There's also the question of how IE decides which scope to place the function definition in, if it has to make that call at parse time rather than runtime. Perhaps this is always possible to do lexically but I have a feeling there might be some more gotchas.
To my mind, if a function statement is intended to have declarative semantics and not be a unit of code execution, then it has no place being allowed inside procedural control flow constructs. It should be limited to the top-level only.
There's no bug here in any browser. The code is invalid ECMAScript, but ECMAScript implementations are not required to throw a syntax error in this case. Instead, they can extend the syntax - and different browsers handle this particular code differently, which the standard allows them to do.
The original code is invalid ECMAScript because it has a FunctionDeclaration inside a Block. In ECMAScript, a FunctionDeclaration may only appear in a Program or in a FunctionBody. In other words, it must be either directly in the global scope or directly inside another function - not in any kind of block statement. (See sections A.4 and A.5 of the ECMA-262 standard for the syntax details.)

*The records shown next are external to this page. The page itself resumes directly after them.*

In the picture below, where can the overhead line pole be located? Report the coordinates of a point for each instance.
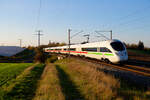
(39, 35)
(20, 42)
(69, 30)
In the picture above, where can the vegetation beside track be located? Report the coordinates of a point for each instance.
(9, 71)
(85, 79)
(48, 86)
(23, 86)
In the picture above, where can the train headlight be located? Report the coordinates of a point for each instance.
(117, 53)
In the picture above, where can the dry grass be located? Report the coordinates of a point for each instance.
(93, 84)
(48, 87)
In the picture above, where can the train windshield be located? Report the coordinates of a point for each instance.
(118, 46)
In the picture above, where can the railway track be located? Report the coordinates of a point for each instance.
(144, 71)
(139, 70)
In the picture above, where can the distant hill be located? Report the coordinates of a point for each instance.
(10, 50)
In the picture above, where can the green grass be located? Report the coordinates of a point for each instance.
(79, 80)
(9, 71)
(25, 87)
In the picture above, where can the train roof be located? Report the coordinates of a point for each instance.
(93, 44)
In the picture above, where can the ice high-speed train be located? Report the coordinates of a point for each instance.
(109, 51)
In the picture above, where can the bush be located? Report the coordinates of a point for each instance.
(52, 59)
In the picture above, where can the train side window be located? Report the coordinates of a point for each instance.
(89, 49)
(104, 49)
(72, 49)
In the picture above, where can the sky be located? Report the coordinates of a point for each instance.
(129, 20)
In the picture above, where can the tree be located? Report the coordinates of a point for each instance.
(141, 45)
(40, 55)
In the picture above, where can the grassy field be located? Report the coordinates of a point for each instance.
(19, 80)
(9, 71)
(66, 79)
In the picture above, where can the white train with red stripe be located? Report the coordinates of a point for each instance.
(110, 50)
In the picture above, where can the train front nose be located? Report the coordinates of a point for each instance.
(122, 56)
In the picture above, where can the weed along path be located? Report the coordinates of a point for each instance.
(24, 86)
(69, 88)
(48, 85)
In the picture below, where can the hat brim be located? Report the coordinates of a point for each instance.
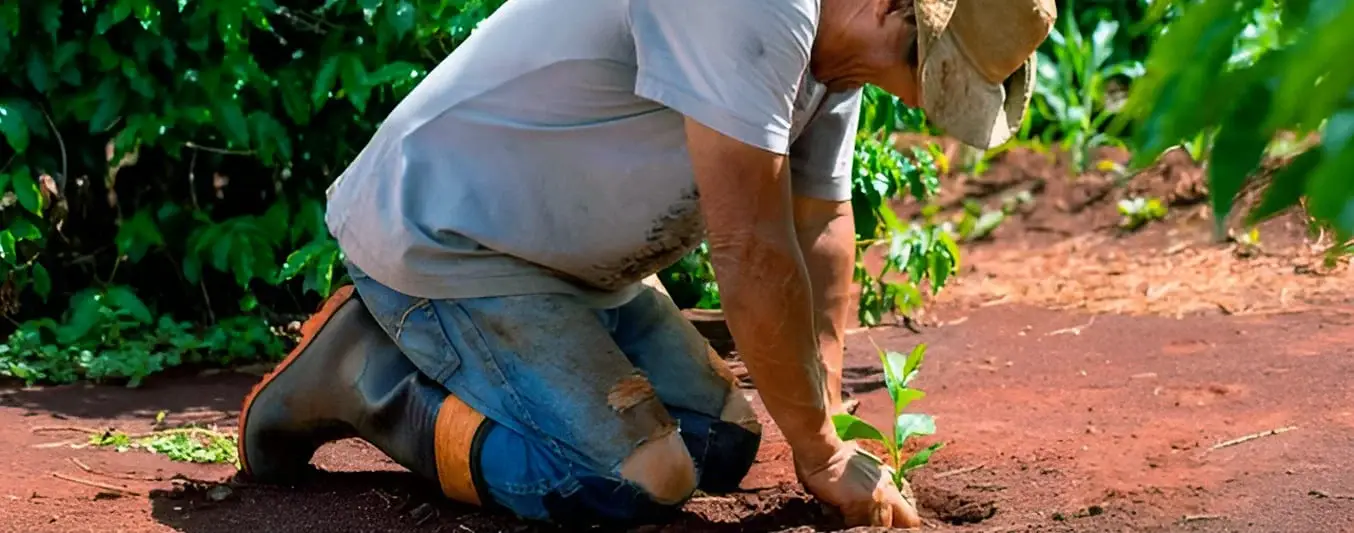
(964, 104)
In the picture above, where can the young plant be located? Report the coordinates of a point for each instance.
(899, 371)
(1139, 211)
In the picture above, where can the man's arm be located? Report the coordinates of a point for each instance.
(821, 167)
(826, 234)
(764, 284)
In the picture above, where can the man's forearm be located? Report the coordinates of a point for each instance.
(827, 238)
(764, 284)
(767, 295)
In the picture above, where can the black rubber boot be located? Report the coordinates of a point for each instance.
(348, 379)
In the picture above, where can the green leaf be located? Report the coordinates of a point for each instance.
(913, 424)
(294, 98)
(25, 230)
(913, 364)
(233, 122)
(26, 188)
(84, 317)
(7, 248)
(127, 300)
(905, 398)
(325, 80)
(894, 365)
(14, 125)
(38, 73)
(401, 16)
(192, 268)
(850, 428)
(355, 81)
(111, 98)
(921, 457)
(41, 280)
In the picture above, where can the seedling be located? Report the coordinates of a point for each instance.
(1139, 211)
(899, 371)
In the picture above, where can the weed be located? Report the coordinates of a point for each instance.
(1139, 211)
(899, 372)
(188, 444)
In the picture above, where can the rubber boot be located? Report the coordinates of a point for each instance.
(348, 379)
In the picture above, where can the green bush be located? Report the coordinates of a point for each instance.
(172, 156)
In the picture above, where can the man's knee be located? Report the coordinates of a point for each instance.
(739, 411)
(664, 468)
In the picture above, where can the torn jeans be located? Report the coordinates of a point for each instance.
(563, 386)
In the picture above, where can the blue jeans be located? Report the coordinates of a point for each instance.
(549, 374)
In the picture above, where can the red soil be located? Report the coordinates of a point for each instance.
(1054, 420)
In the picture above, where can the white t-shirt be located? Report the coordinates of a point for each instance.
(547, 153)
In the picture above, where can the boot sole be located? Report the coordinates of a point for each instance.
(309, 330)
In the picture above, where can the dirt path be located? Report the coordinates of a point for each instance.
(1105, 428)
(1079, 378)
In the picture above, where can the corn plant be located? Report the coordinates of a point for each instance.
(899, 371)
(1071, 87)
(1197, 81)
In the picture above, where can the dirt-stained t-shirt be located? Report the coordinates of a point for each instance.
(549, 154)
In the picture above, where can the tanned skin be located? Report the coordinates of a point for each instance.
(784, 264)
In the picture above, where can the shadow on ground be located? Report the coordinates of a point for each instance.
(402, 502)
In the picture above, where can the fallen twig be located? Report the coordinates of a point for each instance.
(49, 429)
(96, 484)
(955, 472)
(127, 476)
(1253, 436)
(1328, 495)
(1073, 330)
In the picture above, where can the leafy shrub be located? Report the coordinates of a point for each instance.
(899, 371)
(168, 158)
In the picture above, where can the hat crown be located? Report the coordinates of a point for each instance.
(997, 37)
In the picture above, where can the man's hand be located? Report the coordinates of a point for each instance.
(861, 489)
(768, 302)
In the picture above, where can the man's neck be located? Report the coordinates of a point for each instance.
(834, 60)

A FunctionExpression is not subject to this limitation. It may appear anywhere that any other expression may appear. That's why the revised example works consistently in all browsers. It's valid ECMAScript code, with a FunctionExpression instead of a FunctionDeclaration. Unlike a FunctionDeclaration, a FunctionExpression is evaluated at runtime like any other expression. Being inside an if(0){}, this FunctionExpression is not evaluated at all.
The JScript interpreter in IE extends the ECMAScript syntax to allow a FunctionDeclaration to appear inside a Block, and it's treated just like any other FunctionDeclaration. These are processed before the code is executed, and if there's more than one with the same name, the last one wins. This is true even if the FunctionDeclaration is inside a block that's never executed - because the declaration has already been processed.
The JavaScript interpreters in Firefox and many other browsers have a different syntax extension. They consider this code to be a FunctionStatement, which is executed at runtime just like a FunctionExpression. So, in these browsers the first instance of the really() function is a FunctionDeclaration which is processed before any of the code executes, and the second instance of the really() function is a FunctionStatement - which is not executed at all because it's inside the if(0){}.